Why you can’t rely on CPF checks for digital identity verification in Brazil

Why you can’t rely on CPF checks for digital identity verification in Brazil



As the global economy’s transformation accelerates those that do not keep pace with this digitization will leave themselves vulnerable to fraudsters who are getting more sophisticated and taking advantage of those who are falling behind. Ironically, despite being recognized as the second most advanced country in the world by the World Bank in terms of digitalization of public service structures, Brazil is vulnerable. What’s the issue, you ask? Identity verification.

The very concept of an identity document is a complex issue in Brazil (and Latin America as a whole). This is because Brazilian citizens are issued multiple documents over their lifetime, with each state they reside in requiring different models of documentation. Due to its status as the most common form of documentation, essential for Brazilians for a variety of activities, including opening a bank account, filing taxes, purchasing property and even making purchases online, we are going to be focusing on the CPF (Cadastro de Pessoas Físicas) number in this blog. Specifically, the limitations of CPF checks in the identity verification process – and the prevalence of CPF fraud leaving consumers and businesses across Brazil vulnerable, especially when they lack the data necessary to prevent it.

Before we examine the importance of dynamic data in digital identity verification processes, let’s first break down and define the issue at hand: CPF fraud and the limitations of CPF checks.

What is a CPF number?

Cadastro de Pessoas Físicas (Portuguese for “Natural Persons Register”), or the CPF number, is a unique identification number that is assigned to each resident of Brazil.
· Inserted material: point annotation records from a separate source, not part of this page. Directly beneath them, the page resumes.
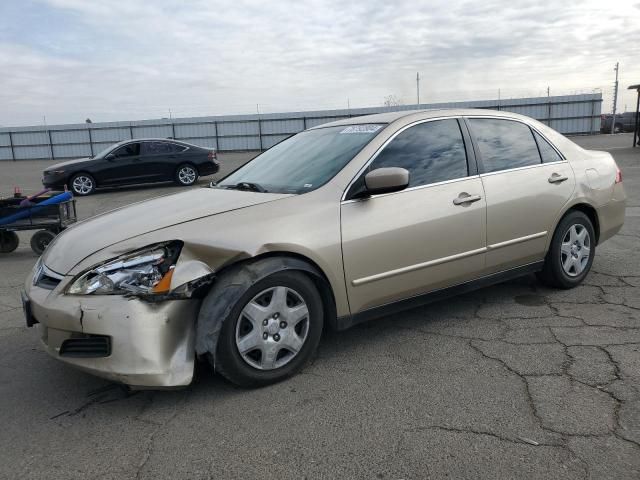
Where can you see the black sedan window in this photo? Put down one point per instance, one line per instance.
(128, 150)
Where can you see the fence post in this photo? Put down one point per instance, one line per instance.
(53, 157)
(13, 154)
(592, 119)
(90, 141)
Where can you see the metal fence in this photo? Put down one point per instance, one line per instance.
(571, 114)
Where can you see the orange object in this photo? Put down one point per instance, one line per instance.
(164, 285)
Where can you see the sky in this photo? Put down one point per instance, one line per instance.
(62, 61)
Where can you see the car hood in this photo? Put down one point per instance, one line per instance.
(57, 166)
(92, 235)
Issued by the Federal Revenue Bureau, a CPF number consists of 11 digits.

In some ways, the CPF number is similar to the US Social Security Number (SSN) as it is used to trace an individual’s financial activities, such as banking, credit history, taxes, pension contributions and so forth. However, unlike the SSN in the US or a Social Insurance Number (SIN) in Canada, the CPF is not confidential. Indeed, as mentioned above, the CPF number is often requested for multiple activities in Brazil – from buying groceries, renting a car and, in some cases, logging in to public Wi-Fi.
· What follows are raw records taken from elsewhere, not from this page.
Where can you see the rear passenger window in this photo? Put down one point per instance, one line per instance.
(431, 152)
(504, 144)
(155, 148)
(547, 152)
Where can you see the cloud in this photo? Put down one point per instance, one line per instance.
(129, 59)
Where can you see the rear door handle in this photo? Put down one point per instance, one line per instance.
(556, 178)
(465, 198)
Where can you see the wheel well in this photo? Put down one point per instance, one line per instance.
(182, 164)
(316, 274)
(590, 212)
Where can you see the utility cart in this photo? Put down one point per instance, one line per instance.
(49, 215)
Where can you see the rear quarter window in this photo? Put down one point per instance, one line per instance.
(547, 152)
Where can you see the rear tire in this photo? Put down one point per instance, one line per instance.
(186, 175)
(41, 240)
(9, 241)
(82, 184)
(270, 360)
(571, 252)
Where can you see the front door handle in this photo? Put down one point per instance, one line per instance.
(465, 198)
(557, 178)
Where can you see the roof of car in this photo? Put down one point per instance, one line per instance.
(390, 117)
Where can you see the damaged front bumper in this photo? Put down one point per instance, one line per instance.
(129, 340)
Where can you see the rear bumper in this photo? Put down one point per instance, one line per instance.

Identity theft and CPF fraud in Brazil

Identity fraud across Latin America has been an issue for some time. From January to November 2022, Brazilians suffered more than 3.6 million identity fraud attempts, which represents one every eight seconds.

While identity theft is a global problem, there is one element to identity theft that is unique to Brazil: the CPF number.

As the most common form of identification in the country, it is no wonder that CPF numbers feature so prominently in fraudulent schemes in Brazil. In fact, security intelligence reports from years back recognize the growing problem, naming CPF fraud as the favored fraud over traditional credit card fraud due to CPF numbers not being readily available for their holders to track. Indeed, while credit card transactions and statements can be readily accessed online, CPF activity is near impossible to monitor. A fraudster can easily steal an individual’s CPF number (as mentioned earlier – they’re not exactly confidential), obtain a loan or make a purchase on behalf of a legitimate CPF holder, incurring debt in the victim’s name.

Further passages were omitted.